Вы замечали, какой Адам Драйвер высокий? 1,89. По меркам NBA и питерских потолков — середнячок, но геометрия Нью-Йорка и Лос-Анджелеса в «Брачной истории» от его габаритов плывет, скукоживается, норовит оттяпать голову или ногу, выставляя его Алисой-исполинкой из соответствующей сцены у Льюиса Кэрролла.

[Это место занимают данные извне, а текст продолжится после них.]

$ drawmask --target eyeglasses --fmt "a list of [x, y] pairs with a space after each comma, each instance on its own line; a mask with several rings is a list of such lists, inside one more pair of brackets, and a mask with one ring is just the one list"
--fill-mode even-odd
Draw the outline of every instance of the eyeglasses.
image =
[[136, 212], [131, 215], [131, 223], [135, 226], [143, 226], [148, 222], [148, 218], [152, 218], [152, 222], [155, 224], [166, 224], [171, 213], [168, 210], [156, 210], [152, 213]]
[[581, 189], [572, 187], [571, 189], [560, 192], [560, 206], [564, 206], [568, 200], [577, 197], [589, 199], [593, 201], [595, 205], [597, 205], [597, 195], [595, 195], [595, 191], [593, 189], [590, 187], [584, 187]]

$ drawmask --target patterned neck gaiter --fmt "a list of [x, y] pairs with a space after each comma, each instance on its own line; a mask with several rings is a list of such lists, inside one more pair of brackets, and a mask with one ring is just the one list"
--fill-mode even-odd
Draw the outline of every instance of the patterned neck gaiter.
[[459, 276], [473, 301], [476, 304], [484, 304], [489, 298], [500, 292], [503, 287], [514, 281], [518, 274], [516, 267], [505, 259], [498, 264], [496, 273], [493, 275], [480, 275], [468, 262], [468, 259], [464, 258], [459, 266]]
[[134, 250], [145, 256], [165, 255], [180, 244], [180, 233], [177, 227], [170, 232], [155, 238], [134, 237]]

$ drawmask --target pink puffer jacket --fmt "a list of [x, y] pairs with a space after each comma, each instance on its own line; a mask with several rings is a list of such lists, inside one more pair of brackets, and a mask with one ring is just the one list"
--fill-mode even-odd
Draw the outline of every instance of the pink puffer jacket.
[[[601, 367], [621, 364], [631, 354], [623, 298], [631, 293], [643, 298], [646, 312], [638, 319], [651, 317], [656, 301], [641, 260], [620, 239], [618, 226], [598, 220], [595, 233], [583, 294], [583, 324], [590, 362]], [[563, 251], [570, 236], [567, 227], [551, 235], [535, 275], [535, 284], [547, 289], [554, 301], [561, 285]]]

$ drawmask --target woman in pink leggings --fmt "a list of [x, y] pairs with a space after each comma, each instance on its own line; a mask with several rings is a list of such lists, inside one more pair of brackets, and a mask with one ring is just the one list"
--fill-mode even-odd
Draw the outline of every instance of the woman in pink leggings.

Кинематограф Баумбака — чудесатый. Зачастую невзрачный, если говорить о прямом воздействии, сложенный из плотных диалогов, написанных убористым почерком и выученных артистами настолько, чтобы походило на импровизацию. Он сам в себе не помещается, потому что не хочет позволить большего. Пространство режет разведёнку: а его супругу-актрису — в ранимом и смелом исполнении Скарлетт Йоханссон — как будто пытается задвинуть под скамейку, запереть на засов, убрать в коробку. Баумбак подчеркивает их полярность, несочетаемость? Или, может, подчиняет все пространство разводу — с переездом, перестановкой, «переодиночеством».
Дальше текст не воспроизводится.